嫌われ者に恋をしました*エピソードplus

「アタシってさあ、筋金入りのダメ男好きなんだよねえ」

 芝生に足をバタバタさせながら、花ちゃんは突然楽しそうにダメ男好きの話を始めた。

 花ちゃん、なぜ楽しそうに自分のダメ男好きの話なんてするの?それって不健康自慢みたいなもの?

「花ちゃん、それじゃあ阿久津課長がダメ男みたいに聞こえちゃうよ?」

「あははっ!阿久津もダメ男だよっ」

 花ちゃんは旦那様の阿久津課長のことを名字で『阿久津』と呼ぶ。

 旦那様を名字で呼ぶのって、なんかちょっと憧れてしまう。私の場合だと隼人さんのことを『うちの松田は』とか言うってことになるわけで。

 でも、自分がそう言ってる姿を想像しても、いまいちしっくりこないと言うか、ちょっと照れくさい気がしてしまう。
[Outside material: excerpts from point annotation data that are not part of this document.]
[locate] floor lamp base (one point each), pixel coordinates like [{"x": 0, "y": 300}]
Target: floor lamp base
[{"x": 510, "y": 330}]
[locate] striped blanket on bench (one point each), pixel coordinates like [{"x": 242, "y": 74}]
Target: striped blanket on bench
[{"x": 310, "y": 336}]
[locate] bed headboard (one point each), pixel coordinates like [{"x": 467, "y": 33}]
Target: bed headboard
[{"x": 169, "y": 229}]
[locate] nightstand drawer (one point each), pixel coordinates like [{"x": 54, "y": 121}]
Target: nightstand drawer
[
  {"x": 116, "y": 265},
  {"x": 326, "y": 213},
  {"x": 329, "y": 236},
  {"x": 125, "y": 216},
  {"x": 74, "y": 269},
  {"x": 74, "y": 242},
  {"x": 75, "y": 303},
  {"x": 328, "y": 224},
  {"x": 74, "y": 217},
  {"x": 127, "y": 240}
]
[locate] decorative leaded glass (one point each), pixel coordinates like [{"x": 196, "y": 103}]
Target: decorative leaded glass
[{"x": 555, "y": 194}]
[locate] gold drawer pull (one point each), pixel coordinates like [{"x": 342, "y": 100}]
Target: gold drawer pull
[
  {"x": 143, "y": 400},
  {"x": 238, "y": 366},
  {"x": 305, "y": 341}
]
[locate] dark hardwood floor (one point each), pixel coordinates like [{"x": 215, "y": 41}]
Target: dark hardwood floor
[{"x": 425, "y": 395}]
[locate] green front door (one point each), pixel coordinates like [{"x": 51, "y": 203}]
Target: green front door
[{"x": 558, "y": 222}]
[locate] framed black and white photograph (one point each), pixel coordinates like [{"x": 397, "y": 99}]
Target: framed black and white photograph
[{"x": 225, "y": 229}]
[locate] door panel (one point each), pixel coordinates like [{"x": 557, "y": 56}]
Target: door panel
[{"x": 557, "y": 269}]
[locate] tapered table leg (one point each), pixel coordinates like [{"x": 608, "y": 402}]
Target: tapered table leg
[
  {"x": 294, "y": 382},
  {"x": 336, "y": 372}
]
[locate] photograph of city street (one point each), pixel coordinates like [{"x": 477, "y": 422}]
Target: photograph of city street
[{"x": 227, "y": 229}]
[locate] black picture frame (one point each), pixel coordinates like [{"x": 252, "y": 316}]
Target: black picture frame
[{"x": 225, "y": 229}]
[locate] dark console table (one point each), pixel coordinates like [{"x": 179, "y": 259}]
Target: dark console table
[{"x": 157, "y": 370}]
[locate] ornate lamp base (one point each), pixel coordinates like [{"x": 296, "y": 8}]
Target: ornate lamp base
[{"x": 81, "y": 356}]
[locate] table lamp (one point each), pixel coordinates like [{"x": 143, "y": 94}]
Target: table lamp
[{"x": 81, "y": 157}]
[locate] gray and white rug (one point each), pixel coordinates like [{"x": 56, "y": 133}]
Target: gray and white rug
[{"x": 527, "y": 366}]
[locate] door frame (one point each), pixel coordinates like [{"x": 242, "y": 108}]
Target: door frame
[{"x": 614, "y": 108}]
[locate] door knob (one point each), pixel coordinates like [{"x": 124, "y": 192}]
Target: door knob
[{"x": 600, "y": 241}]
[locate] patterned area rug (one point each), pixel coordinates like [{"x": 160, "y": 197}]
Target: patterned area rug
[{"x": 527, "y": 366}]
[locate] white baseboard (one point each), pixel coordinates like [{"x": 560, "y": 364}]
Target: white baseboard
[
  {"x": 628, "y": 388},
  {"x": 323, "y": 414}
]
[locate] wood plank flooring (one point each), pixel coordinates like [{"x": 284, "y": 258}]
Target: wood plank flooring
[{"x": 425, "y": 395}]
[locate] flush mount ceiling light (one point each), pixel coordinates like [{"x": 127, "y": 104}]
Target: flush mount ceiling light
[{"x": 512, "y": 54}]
 やっぱり私は『主人』でいいかな。本当はそれだって、ちょっとドキドキしながら言ってるくらいだもの。

「阿久津課長、全然ダメ男には見えないよ?」

「まあ、最近はだいぶ良くなったかなっ。それに今まで出会ってきたダメ男の中では一番マシだったんだよねえ」

 今まで出会ってきた?花ちゃん、そんなにたくさんのダメ男と出会ってきたの?

 そもそも、ダメ男って何?ダメな男?甲斐性なし?ヒモ?夢ばかりを追いかける男?

「……花ちゃん、どんな人のことをダメ男って言うの?」

 花ちゃんは目を丸くして驚愕の顔をした。

「エーッ!?なにそれ?アタシ、てっきり雪菜もダメ男好きなんだと思ってたけど、違うの?同じ匂いを感じたんだけどなあ……」

 ええっ?私、ダメ男好きに見えるの?

 花ちゃん、それは聞き捨てなりません!だってそれじゃあ、隼人さんがダメ男みたいじゃない!全然違うもん!そんなことないもん!